In the present study we observed a stronger association between HLI and CRC among men than among women. Similar findings have been reported also by the Danish Diet Cancer and Health study [42], although the number of cases was much lower in that study and the interaction by sex was not statistically significant. In addition, we also observed a cancer site and sex-specific gradient in the PARs such that 36% of rectal cancer cases in men and 20% of colon cancer cases in women would have been prevented if all participants adhered to all five healthy lifestyle factors, whereas no statistically significant PARs were seen in men for colon cancer and in women for rectal cancer. These suggested sex differences could be accounted for by differences in exposure distribution among men and women, quality of reporting lifestyle data or by biological differences among sexes. Our data revealed that overweight and obesity statistically explained the association between HLI and colon cancer in men but not in women. These data are in line with previous evidence on the role of obesity as a stronger risk factor for colon cancer in men compared to women [18]. Different biological mechanisms have been suggested to explain the associations of obesity and colon cancer in men and in women. Thus, our previous work has suggested that inflammation and oxidative stress underlies this association in men, whereas hyperinsulinaemia was the candidate explaining the pathway in women [46]. More research is needed to shed light on potential biological pathways that may underlie these relations.

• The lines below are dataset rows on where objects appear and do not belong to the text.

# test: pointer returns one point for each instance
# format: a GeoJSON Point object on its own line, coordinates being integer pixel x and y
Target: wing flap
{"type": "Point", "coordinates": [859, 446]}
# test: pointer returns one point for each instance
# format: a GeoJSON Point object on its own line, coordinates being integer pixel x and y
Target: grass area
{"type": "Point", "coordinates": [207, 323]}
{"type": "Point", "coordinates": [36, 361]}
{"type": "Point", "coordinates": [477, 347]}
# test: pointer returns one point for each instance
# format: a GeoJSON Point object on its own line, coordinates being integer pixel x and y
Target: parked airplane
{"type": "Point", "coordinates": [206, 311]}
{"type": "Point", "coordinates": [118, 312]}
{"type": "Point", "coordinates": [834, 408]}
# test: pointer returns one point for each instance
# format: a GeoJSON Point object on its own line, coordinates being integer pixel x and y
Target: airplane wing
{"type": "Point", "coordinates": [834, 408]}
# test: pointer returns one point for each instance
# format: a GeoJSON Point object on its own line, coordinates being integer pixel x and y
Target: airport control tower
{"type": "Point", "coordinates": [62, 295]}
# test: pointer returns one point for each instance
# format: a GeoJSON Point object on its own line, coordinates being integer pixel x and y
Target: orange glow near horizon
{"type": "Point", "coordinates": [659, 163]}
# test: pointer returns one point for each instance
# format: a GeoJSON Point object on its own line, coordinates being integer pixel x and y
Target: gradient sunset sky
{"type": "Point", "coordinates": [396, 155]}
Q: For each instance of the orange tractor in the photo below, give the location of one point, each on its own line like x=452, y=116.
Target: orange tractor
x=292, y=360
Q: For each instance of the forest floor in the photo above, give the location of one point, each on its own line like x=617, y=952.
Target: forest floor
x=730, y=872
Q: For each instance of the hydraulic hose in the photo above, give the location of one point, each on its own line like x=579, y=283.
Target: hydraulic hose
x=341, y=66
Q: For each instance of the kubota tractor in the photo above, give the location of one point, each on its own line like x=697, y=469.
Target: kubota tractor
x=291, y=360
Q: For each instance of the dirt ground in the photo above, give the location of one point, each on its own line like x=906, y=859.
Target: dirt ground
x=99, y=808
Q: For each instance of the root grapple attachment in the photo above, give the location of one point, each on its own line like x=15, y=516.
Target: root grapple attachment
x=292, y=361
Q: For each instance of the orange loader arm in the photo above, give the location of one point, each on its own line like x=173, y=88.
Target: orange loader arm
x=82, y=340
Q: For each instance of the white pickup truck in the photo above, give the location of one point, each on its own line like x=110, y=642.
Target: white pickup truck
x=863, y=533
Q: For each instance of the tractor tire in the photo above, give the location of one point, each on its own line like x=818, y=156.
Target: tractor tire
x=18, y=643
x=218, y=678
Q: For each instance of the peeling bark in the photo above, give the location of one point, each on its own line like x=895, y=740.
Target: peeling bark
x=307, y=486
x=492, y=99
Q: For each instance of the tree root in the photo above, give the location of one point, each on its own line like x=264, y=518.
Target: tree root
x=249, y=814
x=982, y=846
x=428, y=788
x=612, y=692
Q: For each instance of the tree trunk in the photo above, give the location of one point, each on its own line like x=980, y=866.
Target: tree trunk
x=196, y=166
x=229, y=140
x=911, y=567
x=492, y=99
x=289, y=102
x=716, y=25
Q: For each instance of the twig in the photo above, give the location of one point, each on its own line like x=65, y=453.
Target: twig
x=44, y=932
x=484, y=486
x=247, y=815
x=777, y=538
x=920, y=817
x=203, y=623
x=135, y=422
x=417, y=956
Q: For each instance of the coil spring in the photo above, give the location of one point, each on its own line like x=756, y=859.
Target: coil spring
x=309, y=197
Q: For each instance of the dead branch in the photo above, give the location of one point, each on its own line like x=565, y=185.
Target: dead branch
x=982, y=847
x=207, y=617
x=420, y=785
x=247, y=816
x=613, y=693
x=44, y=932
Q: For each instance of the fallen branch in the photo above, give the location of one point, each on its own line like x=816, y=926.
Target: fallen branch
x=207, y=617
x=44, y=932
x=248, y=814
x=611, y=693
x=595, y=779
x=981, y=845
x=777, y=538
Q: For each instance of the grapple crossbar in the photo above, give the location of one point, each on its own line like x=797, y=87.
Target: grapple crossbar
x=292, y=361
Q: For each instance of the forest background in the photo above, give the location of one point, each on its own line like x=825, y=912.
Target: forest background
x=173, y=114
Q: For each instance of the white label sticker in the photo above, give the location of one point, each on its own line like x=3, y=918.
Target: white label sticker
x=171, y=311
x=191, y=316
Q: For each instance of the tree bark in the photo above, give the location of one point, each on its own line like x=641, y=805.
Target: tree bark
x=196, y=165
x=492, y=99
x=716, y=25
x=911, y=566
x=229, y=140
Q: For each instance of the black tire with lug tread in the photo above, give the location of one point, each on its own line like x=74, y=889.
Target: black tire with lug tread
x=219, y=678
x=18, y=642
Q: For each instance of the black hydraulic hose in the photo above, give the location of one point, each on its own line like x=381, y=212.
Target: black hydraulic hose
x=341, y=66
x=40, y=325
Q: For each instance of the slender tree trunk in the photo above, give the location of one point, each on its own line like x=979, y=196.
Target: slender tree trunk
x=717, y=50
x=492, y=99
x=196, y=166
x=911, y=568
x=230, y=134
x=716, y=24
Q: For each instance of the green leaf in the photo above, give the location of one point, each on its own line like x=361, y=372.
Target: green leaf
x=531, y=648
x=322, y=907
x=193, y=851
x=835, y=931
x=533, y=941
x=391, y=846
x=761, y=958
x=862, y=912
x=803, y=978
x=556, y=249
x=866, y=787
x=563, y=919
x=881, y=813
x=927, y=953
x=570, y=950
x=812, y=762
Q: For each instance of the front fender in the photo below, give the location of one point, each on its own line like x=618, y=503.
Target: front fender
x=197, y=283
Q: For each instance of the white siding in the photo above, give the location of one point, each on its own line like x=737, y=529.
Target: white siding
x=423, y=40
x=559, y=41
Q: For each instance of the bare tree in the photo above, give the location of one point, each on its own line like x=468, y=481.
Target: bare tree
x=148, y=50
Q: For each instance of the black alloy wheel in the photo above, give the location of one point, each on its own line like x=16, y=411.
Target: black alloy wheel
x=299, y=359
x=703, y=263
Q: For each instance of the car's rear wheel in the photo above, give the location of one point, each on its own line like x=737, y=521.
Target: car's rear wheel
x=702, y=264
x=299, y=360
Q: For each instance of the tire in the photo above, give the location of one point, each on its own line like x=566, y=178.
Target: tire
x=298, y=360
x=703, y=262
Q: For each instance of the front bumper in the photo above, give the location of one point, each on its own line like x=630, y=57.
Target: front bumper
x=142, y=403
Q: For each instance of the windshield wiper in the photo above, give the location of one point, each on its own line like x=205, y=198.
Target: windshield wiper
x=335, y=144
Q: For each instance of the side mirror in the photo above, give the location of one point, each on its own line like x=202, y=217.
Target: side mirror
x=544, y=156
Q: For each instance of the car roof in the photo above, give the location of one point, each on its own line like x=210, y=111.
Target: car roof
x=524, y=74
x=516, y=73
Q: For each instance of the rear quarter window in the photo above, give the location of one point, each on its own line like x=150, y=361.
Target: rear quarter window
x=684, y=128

When interpreting PARs, it should be taken into account that these measures rely on the distribution of lifestyle factors among participants in the present cohort study. Furthermore, PARs assume that the exposures are causal and unbiased, but studies with observational design are not sufficiently able to prove this assumption. Nevertheless, this knowledge may still be useful for tailoring interventions for lifestyle modification at target population subgroups.

As lifestyle patterns occur simultaneously and the magnitude of the associations may vary according to each individual's present factors, we also examined the associations according to different combinations of factors. In these analyses, we observed that a combination of three factors, including healthy weight, non-smoking and a healthy diet quality, was related to a lower CRC risk as low as the five factors altogether, suggesting the relative importance of this particular healthy lifestyle pattern for CRC prevention. However, due to the low prevalence of each specific combination of factors, more research is needed to investigate diversity of lifestyle patterns in relation to CRC risk.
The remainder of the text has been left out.